In the same month that BigScience kicked off its activities, a startup named Cohere quietly came out of stealth. Started by former Google researchers, it promises to bring LLMs to any business that wants one—with a single line of code. It has developed a technique to train and host its own model with the idle scraps of computational resources in a data center, which holds down the costs of renting out the necessary cloud space for upkeep and deployment.

Among its early clients is the startup Ada Support, a platform for building no-code customer support chatbots, which itself has clients like Facebook and Zoom. And Cohere’s investor list includes some of the biggest names in the field: computer vision pioneer Fei-Fei Li, Turing Award winner Geoffrey Hinton, and Apple’s head of AI, Ian Goodfellow.

Cohere is one of several startups and initiatives now seeking to bring LLMs to various industries. There’s also Aleph Alpha, a startup based in Germany that seeks to build a German GPT-3; an unnamed venture started by several former OpenAI researchers; and the open-source initiative Eleuther, which recently launched GPT-Neo, a free (and somewhat less powerful) reproduction of GPT-3.
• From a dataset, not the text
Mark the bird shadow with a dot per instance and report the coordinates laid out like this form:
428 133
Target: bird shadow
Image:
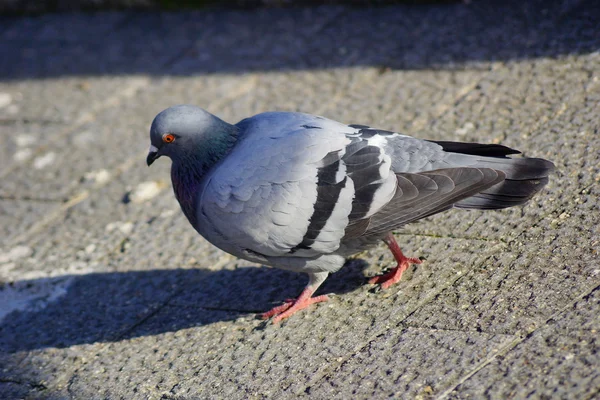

But it’s the gap between what LLMs are and what they aspire to be that has concerned a growing number of researchers. LLMs are effectively the world’s most powerful autocomplete technologies. By ingesting millions of sentences, paragraphs, and even samples of dialogue, they learn the statistical patterns that govern how each of these elements should be assembled in a sensible order. This means LLMs can enhance certain activities: for example, they are good for creating more interactive and conversationally fluid chatbots that follow a well-established script. But they do not actually understand what they’re reading or saying. Many of the most advanced capabilities of LLMs today are also available only in English.